The report, based on a global survey of over 500 technology and operations leaders across wealth management, asset management, and capital markets, highlights a growing urgency within the sector to modernize systems and embrace next-generation tools. Among the key findings: 80% of firms are making moderate-to-large investments in AI this year, while 72% are now actively investing in generative AI, nearly doubling from last year.
Blockchain and digital assets are also gaining traction, with 71% of respondents investing in distributed ledger technologies, up from 59% the year before. Meanwhile, 64% of institutions report significant spending on cryptocurrency initiatives, signaling continued momentum in digital finance.
These developments coincide with the broader market adoption of AI tools and rising trading volumes in crypto-based exchange-traded funds. Yet, despite the bullish outlook on emerging tech, firms are still contending with major operational hurdles.
Roughly 40% of financial executives say data quality problems persist in their organizations. While 58% agree that a cohesive data strategy is key to maximizing tech ROI, nearly half of respondents (46%) believe legacy infrastructure is hindering progress, particularly when it comes to operational resilience.

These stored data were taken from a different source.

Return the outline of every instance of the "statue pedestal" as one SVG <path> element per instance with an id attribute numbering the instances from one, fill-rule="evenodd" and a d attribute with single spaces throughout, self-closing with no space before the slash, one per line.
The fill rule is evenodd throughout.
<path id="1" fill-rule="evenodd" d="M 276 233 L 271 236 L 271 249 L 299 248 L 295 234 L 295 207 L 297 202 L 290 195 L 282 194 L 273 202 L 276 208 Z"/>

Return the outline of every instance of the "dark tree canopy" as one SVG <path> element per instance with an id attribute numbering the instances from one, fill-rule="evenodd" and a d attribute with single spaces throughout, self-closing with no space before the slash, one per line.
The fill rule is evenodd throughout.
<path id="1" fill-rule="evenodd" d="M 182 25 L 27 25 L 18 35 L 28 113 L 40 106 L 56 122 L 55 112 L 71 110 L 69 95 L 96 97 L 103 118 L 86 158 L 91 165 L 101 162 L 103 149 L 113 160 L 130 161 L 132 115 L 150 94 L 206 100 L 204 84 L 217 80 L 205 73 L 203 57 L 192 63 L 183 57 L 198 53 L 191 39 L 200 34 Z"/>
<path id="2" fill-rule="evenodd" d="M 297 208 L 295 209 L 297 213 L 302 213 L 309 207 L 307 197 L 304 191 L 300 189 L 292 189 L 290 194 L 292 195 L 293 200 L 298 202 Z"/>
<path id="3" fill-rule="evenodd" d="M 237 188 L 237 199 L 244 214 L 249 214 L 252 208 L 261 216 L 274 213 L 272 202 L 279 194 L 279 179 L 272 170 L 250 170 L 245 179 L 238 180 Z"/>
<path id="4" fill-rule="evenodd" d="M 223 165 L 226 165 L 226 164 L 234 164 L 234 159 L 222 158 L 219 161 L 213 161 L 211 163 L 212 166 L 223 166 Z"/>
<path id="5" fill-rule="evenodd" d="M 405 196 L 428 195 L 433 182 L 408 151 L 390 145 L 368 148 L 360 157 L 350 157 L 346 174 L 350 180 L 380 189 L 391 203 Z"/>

A significant 41% also feel their technology strategy isn't evolving fast enough to keep up with market demands—a sentiment that echoes across many financial institutions undergoing digital change.
One of the top strategic goals emerging from the report is data harmonization—the effort to unify disparate data sources into a single, consistent system. 58% of executives identified it as the most effective way to unlock the full potential of digital transformation.
Generative AI is expected to play a growing role in boosting productivity. 68% of respondents believe GenAI will primarily drive gains in workforce efficiency, while 35% expect measurable returns on their AI investments within six months. Still, many expect tighter regulation of digital assets and AI-generated content, with 73% anticipating increased governance in the near future.
Cloud platforms continue to be the backbone of financial digital transformation. 86% of firms are now integrating cloud into their systems, and 84% are making moderate-to-large investments in cloud services this year. When asked which technology has the greatest impact on their business, 31% of executives cited cloud platforms, and more than a quarter plan to increase cloud spending over the next two years.
In response to these demands, financial institutions are boosting their technology innovation budgets. Firms expect to allocate 29% of their total IT spend to innovation, up 7% from last year. There’s also a notable shift away from fragmented solutions, as more firms look for end-to-end platforms that can offer consistency across workflows and products.
Industry experts emphasize that transformation can no longer be achieved by simply adding point solutions. True digital change will require structural overhauls that prioritize clean data flows and seamless integration across the enterprise.
As one executive cited in the report explained, “Straight-through processes and visibility into consistent data are the keys to unlocking real innovation. There’s only so far you can go before you need to fix the foundation.”
The findings point to a pivotal moment in financial services, where innovation is no longer optional—and where those that can align AI, cloud, and data strategies effectively will be best positioned to lead the next wave of transformation.